La première partie de ce livre qui porte sur la sélection est plus riche que cela, et montre en particulier que LA filière non sélective, l’université, réunit des étudiants de tous niveaux et de toute catégorie sociale. Que la non-sélection à l’entrée des études supérieures est déjà un outil pour lutter contre la reproduction des classes sociales et des élites en particulier.

La seconde partie de l’ouvrage est tout aussi passionnante, et s’intitule « l’université, pour quoi faire ? »

J’avoue que j’adore la citation qui ouvre ce chapitre :

Dès la seconde, les jeunes doivent savoir que des filières, comme l’histoire, la sociologie ou la psychologie connaissent des difficultés d’insertion. Ils doivent être prévenus.     G. Fioraso, lefigaro.fr 20/03/2013

Comme ça, on est prévenu. Et pourtant…

Quand on parle de l’université, on conserve l’image des étudiants qui s’y rendent parce qu’ils n’ont pas de projets, et qui y échouent dès les premières années. Quand on parle de l’université, on pense aux filières de sociologie, philosophie,… qui sont aux yeux de chacun des voies de garage. On voit en elle plus l’exception, les quelques bacheliers paumés qui n’ont pas eu le temps de faire des voeux cohérents, ou qui n’ont pas été pris dans les IUT, BTS, Classes Prépas, écoles… On voit en elle aussi en elle une voie sans issue, à part la précarité sociale… Les auteurs, patiemment, démontent ces préjugés.

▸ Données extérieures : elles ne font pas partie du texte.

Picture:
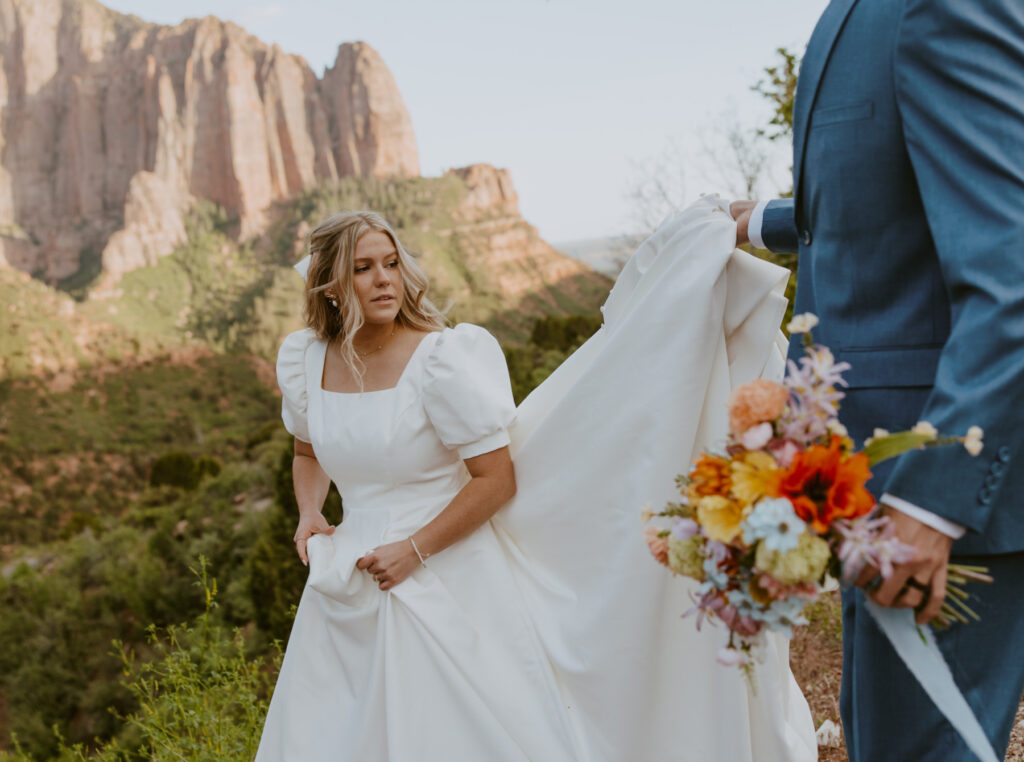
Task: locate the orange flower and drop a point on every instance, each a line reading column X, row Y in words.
column 758, row 401
column 823, row 485
column 710, row 476
column 847, row 496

L’université, c’est pour ceux qui ne savent pas quoi faire

En fait, c’est plutôt l’inverse ! Les sociologues ont montré que les étudiants à l’université ont souvent une meilleure idée de leur projet professionnel en arrivant en L1, que dans quasiment toutes les autres filières, y compris les filières courtes de type IUT ou BTS !

Les auteurs vont même un peu plus loin, témoignages à l’appui :

Finalement, on serait tenté de dire que l’orientation à l’Université constitue une orientation d’autant plus souhaitée qu’elle a du, pour se réaliser et se conforter, braver certains préjugés et certaines incompréhensions.

L’université, c’est une usine à chômeurs…

Alors que les IUT, BTS, écoles d’ingénieur et de commerce sont connus pour déboucher sur l’emploi, l’université est depuis, depuis… longtemps présenté comme une « fabrique à chômeurs ». Encore une fois, ce préjugé est contredit par les chiffres présentés par les auteurs. L’analyse quantitative du taux d’emploi et du taux de chômage entre les différentes filières montrent que les étudiants à l’université ne se transforment pas massivement en chômeurs.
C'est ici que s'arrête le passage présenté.